Per poter essere efficaci nell'innovation funnel, sono inoltre necessarie le competenze rappresentate in giallo nello schema:


  • Gestione della conoscenza del mercato: la conoscenza del mercato e dei concorrenti guida inevitabilmente tutte le scelte aziendali, se questa conoscenza è imprecisa, incompleta o addirittura errata, le decisioni aziendali saranno meno efficaci e con un maggior livello di rischio. Ogni azienda dovrebbe quindi dedicare la massima attenzione allo sviluppo della conoscenza del proprio mercato.
  • Pianificazione strategica di prodotto: dalla conoscenza del mercato e dalla mission aziendale dovrebbero derivare le scelte di sviluppo a medio termine dell'azienda (ad es. quali mercati e quali tecnologie dovranno essere sviluppati). Tali scelte guideranno la definizione del piano strategico dei prodotti da realizzare.
  • Governo del processo di innovazione: nella parte iniziale del funnel (dove l'imbuto si stringe) è di importanza fondamentale essere in grado di identificare e selezionare le idee giuste da portare avanti fino al lancio sul mercato, in modo da focalizzare le risorse disponibili sullo sviluppo dei prodotti vincenti.

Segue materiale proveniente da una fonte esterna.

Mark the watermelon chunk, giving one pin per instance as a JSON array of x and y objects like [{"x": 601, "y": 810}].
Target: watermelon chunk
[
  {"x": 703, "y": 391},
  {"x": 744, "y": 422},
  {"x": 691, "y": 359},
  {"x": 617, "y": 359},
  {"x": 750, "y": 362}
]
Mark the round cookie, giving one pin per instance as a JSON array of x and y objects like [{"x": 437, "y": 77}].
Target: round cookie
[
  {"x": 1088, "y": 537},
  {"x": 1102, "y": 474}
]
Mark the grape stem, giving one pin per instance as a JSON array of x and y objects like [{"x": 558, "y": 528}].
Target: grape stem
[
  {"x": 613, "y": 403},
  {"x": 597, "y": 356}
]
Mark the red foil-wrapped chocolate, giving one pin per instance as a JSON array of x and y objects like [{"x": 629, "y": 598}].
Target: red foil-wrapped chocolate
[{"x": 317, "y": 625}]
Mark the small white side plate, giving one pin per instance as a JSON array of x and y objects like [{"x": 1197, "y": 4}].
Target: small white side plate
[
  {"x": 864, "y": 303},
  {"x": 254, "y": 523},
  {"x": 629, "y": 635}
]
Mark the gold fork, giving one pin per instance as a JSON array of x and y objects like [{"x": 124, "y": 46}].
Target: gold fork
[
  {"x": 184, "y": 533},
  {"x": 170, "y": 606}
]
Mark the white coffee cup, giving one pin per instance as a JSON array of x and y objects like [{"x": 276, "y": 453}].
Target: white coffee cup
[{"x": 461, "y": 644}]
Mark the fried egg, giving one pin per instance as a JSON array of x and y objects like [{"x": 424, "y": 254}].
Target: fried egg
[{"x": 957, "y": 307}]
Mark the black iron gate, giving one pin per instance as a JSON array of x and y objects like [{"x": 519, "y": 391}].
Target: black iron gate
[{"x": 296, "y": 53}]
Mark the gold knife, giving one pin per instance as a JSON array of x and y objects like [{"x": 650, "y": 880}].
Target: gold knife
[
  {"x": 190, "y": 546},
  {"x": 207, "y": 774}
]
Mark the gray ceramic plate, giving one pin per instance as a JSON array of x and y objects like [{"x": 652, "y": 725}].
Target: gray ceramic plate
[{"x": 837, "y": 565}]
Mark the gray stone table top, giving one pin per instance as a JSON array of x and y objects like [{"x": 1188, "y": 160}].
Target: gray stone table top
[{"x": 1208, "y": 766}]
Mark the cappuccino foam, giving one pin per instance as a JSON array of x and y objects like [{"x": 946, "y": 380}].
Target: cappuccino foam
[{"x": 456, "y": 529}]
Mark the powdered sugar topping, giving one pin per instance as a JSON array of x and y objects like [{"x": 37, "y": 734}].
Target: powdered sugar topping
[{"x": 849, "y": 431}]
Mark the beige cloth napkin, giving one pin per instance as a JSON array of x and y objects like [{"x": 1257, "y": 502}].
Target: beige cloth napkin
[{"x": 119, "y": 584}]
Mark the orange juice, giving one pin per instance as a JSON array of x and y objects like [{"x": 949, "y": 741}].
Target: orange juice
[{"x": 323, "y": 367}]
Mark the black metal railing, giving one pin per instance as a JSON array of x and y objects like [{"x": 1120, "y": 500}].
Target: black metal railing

Nella seconda parte del funnel è invece necessario essere in grado di gestire tempi e costi di sviluppo in modo da essere in grado di lanciare sul mercato i nuovi prodotti tempestivamente e con costi inferiori a quelli della concorrenza.
  • Gestione dei costi: in questo periodo di elevata concorrenza e di scarsa crescita del mercato, è necessario essere in grado di minimizzare tutti i costi legati ai prodotti ed al funnel dell'innovazione, per poter lasciare il massimo grado di libertà alla leva del prezzo.

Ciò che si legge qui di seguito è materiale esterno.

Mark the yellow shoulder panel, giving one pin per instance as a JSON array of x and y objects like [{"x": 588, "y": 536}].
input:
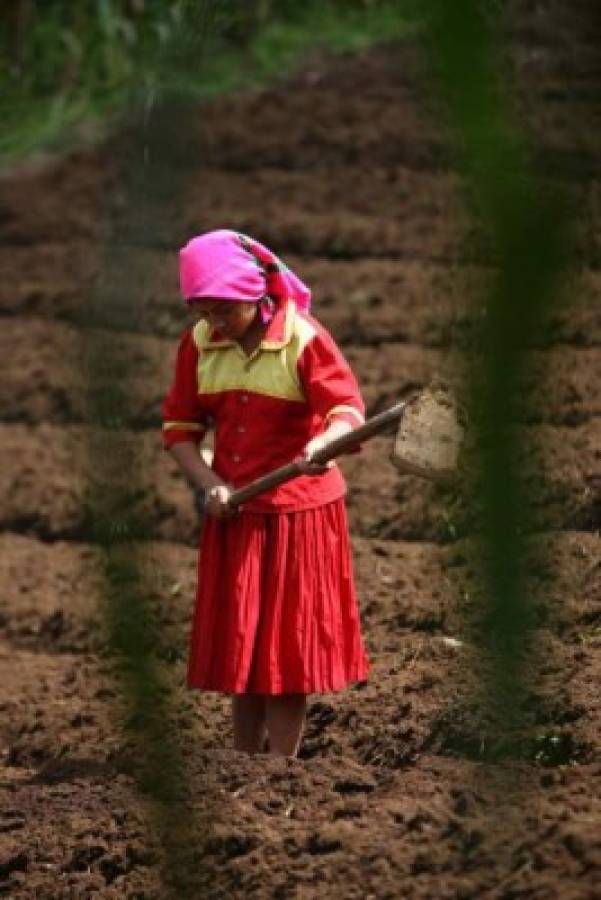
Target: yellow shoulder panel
[{"x": 272, "y": 373}]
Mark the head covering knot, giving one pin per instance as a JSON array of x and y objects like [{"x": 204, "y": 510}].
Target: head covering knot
[{"x": 227, "y": 265}]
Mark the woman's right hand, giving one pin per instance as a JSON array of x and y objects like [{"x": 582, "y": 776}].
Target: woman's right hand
[{"x": 217, "y": 501}]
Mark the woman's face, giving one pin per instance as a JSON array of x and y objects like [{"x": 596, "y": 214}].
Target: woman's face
[{"x": 230, "y": 318}]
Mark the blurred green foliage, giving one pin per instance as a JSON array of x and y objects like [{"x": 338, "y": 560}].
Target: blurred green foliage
[{"x": 64, "y": 63}]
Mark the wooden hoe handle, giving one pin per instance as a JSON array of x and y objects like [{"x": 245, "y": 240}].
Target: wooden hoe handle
[{"x": 373, "y": 426}]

  • Gestione del prezzo: il prezzo è la leva più importante per massimizzare il profitto derivante da ogni prodotto. Ci sono diverse strategie che vanno messe in atto nelle diverse fasi del ciclo di vita del prodotto per ottenere questo scopo.
  • Gestione della conoscenza di prodotto: la conoscenza che ogni azienda ha dei propri prodotti e la capacità di svilupparne di nuovi è sicuramente il più importante patrimonio aziendale. La conoscenza di prodotto deve dunque essere gestita accuratamente allo scopo di accrescerla, proteggerla e favorirne il riutilizzo.

Questo schema rappresenta dunque gli elementi principali del "puzzle" che ogni azienda deve gestire per avere successo nell'innovazione dei prodotti e servizi.
Nei prossimi post descriverò con maggior dettaglio i singoli elementi.